BridgePoint Education and Ashford University have come under fire in recent years, prompting federal lawmakers to demand investigations. Many of the schools secure tuition dollars and have high dropout rates.
Both BridgePoint and Educational Opportunities PACs contributed to high-ranking Iowa lawmakers in the past year, including Sen. Tod Bowman D-Maquoketa; Sen. Amy Sinclair R-Allerton and Rep. Cecil Dolecheck R-Mount Ayr, state records show.
The vast majority – 37 of 41 – of the candidates who received donations from Educational Opportunities in 2012 were Republicans. Just four were Democrats.
Another vocal group in Iowa’s reform debate has been StudentsFirst, a group headed by Michelle Rhee, the former chancellor of the District of Columbia school district. The organization poured more than $317,000 into Iowa’s 2012 legislative races, making it the single largest contributor. It also paid for advertising and email campaigns in the state.

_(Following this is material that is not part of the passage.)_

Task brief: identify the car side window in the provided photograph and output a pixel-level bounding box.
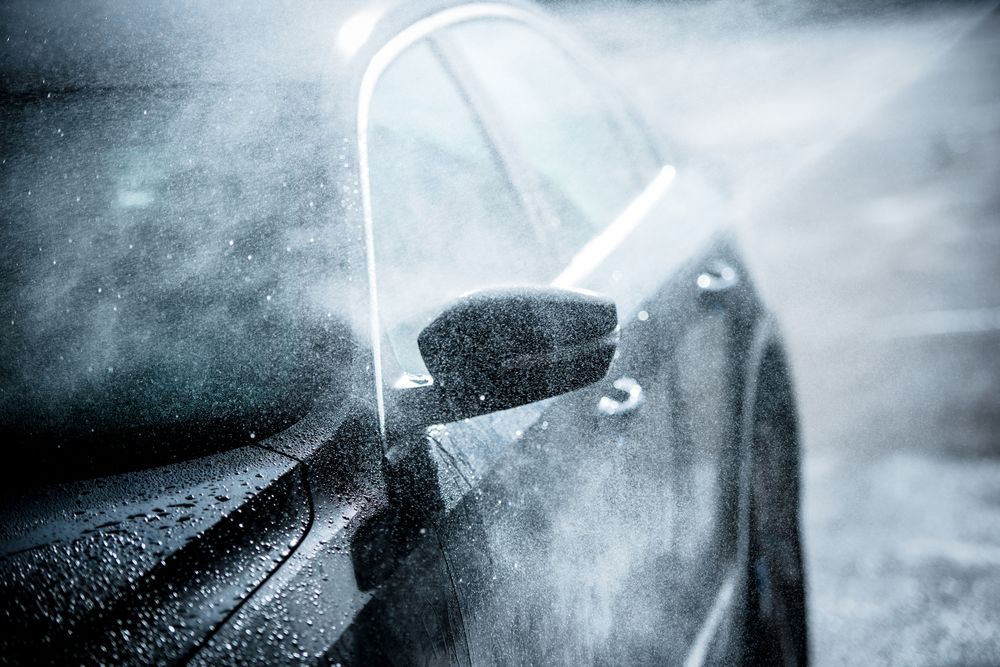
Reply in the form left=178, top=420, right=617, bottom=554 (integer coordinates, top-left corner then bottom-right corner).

The group supports teacher evaluations that tie student performance to teacher performance.
Current education reforms in the Iowa legislature call for teacher evaluations as a means of determining compensation and promotion. The complete implementation of the new salary and leadership structure is estimated to put a $160 million dent in the state budget. But that’s only if Senate and House leaders can reach a compromise.
“The public will know who is benefiting from the legislation being put forward,” Novak said.